Como podemos tirar proveito dos nossos pecados? É possível extrair algo bom de uma coisa tão terrível quanto os nossos erros e falhas?

Dentre as atividades que a Oficina de Valores propôs para esse ano de 2020 está o Grupo de Leitura. O grupo tem por objetivo a leitura e partilha de diferentes livros e, através dele, nós tivemos a oportunidade de aprofundar a leitura e partilhar um pouco sobre o livro “A arte de aproveitar as próprias faltas” escrito por Joseph Tissot.
Começando pelo título, o livro propõe algo um tanto inovador. Uma tendência que temos quando pensamos em nossos defeitos, faltas e pecados, é automaticamente reprimir tais pensamentos por vergonha ou, até mesmo, pelo medo de errar novamente. Essas lembranças trazem à nossa mente o quanto nossa condição humana é fraca; um sentimento de tristeza e humilhação invade nosso coração e podemos chegar à seguinte conclusão: os únicos frutos dos nossos erros
são a infelicidade, a culpa e a fatalidade. Porém, através das reuniões do Grupo de Leitura, nós compreendemos um outro lado das nossas faltas.

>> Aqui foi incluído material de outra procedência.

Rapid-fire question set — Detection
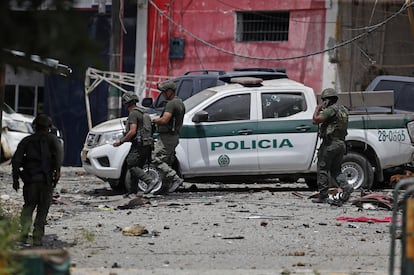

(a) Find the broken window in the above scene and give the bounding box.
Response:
[236,11,289,42]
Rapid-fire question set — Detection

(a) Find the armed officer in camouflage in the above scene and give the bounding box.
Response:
[12,114,62,246]
[144,81,185,193]
[113,92,157,196]
[313,88,353,205]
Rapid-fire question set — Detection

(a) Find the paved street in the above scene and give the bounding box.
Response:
[0,167,401,275]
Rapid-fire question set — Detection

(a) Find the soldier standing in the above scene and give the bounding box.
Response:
[113,92,158,196]
[312,88,353,205]
[144,81,185,193]
[12,114,62,246]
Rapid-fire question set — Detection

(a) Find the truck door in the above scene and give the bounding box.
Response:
[257,91,318,172]
[187,92,258,175]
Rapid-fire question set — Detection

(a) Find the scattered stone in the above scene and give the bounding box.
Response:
[122,224,148,236]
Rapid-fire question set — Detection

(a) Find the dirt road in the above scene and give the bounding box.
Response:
[0,166,401,274]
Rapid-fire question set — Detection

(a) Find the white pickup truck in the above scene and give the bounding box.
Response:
[81,79,414,193]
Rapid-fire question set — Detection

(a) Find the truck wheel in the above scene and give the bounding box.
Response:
[108,180,125,192]
[138,164,162,193]
[305,176,318,191]
[342,153,374,190]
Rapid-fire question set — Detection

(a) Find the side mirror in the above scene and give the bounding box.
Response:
[191,111,208,123]
[141,97,153,108]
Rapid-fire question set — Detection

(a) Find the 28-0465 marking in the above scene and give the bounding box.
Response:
[378,130,405,142]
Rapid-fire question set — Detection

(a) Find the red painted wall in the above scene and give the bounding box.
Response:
[147,0,325,95]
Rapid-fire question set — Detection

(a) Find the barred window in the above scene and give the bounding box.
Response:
[236,11,289,42]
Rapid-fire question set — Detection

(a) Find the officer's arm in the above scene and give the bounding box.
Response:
[312,104,326,124]
[153,112,172,124]
[11,140,26,179]
[121,123,138,143]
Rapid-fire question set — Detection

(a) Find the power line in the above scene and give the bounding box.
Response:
[149,0,414,61]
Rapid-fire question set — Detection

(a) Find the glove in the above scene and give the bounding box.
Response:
[13,179,20,192]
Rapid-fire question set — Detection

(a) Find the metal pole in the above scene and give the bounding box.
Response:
[108,0,122,119]
[0,64,6,160]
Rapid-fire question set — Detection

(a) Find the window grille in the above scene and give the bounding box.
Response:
[236,12,289,42]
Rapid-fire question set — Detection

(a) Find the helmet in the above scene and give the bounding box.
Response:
[32,114,52,129]
[321,88,338,99]
[158,80,177,93]
[122,92,139,104]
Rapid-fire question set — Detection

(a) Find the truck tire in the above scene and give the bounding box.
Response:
[108,180,125,192]
[138,164,163,194]
[305,176,318,191]
[342,152,374,190]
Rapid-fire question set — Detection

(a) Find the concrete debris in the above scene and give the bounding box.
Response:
[122,224,148,236]
[117,197,148,209]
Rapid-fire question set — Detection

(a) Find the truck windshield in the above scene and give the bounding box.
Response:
[184,90,217,112]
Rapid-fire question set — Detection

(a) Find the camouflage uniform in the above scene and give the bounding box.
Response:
[126,106,152,194]
[153,96,185,189]
[12,115,62,245]
[318,103,353,201]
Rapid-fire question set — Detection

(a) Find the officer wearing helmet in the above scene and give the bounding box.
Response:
[144,80,185,193]
[11,114,62,246]
[113,92,156,196]
[313,88,353,205]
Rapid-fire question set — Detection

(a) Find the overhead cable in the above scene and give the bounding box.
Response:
[149,0,414,61]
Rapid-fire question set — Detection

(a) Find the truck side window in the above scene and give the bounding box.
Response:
[262,93,306,119]
[204,94,250,122]
[177,79,194,100]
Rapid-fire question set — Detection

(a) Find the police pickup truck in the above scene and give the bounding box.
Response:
[81,78,414,192]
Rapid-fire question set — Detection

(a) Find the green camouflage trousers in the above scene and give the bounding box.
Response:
[126,145,152,194]
[152,133,179,181]
[318,139,353,197]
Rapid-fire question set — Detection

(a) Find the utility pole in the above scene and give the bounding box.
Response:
[0,64,6,160]
[108,0,123,119]
[135,0,149,101]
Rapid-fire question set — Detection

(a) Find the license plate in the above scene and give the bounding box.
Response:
[81,149,88,161]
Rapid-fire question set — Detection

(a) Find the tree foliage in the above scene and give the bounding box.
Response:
[0,0,101,72]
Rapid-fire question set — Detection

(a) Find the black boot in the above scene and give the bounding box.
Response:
[312,194,328,203]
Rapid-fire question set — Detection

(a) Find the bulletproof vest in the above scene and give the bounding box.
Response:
[24,133,54,175]
[320,104,348,140]
[134,106,153,146]
[158,97,185,134]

Primeiramente, é preciso aceitar que a natureza humana é pecadora. O pecado é uma falta contra a razão e a verdade; é uma falta de amor à Deus e ao próximo; é uma ofensa a Deus. São Paulo, na carta aos Romanos, afirma que todos os homens são implicados no pecado de Adão, e nos relembra a universalidade do pecado humano: “Pela desobediência de um só homem, todos se tornaram pecadores.” (Rm 5, 19). No livro, Joseph Tissot nos fala que não devemos nos admirar com as nossas quedas, pois é natural que cometamos erros. Apesar dessa realidade, não devemos desanimar, pois Deus sempre tira o bem de um mal. Ao lembrarmos de algumas situações do nosso passado é possível perceber que, por mais difícil e doloroso que tenha sido, resultou em algo benéfico, por menor que seja. Talvez o que ficou, dentre tantas outras coisas, foi o aprendizado de como é possível superar os momentos ruins, nos tornamos mais maduros, aprendemos a perdoar. Da mesma forma, acontece com as nossas falhas: Deus também tira um bem! É somente para o nosso bem, para o nosso proveito espiritual que Deus permite os nossos desacertos. Como? Nos tornando pessoas mais virtuosas, mais pacientes e mais fervorosas com a nossa fé. Esse proveito não é proveniente do pecado em si, mas da graça divina. Quanto maior for a nossa proximidade com Deus, maiores serão esses proveitos. Um importante passo para alcançarmos esses frutos é o autoconhecimento. Quando não conhecemos de fato quem somos, alimentamos a estima de nós mesmos, o amor próprio e o orgulho. Conhecendo o nosso interior percebemos quantas imperfeições e fraquezas ainda precisam ser corrigidas, e vamos assim percorrendo o caminho da mansidão e da humildade. Como nos diz o autor: “a humildade é o fundamento de todas as virtudes, e o orgulho, por sua vez, é o princípio de todos os pecados.” Porém, ao mesmo tempo que a humildade nasce do reconhecimento da nossa indignidade, as nossas quedas permitem que o orgulho se enfraqueça, pois revelam a realidade. Como disse São Gregógrio Magno: “Sucede às vezes que aquele que se vê coberto de muitas manchas aos olhos de Deus é todavia mais ricamente adornado com o vestido duma humildade mais profunda.”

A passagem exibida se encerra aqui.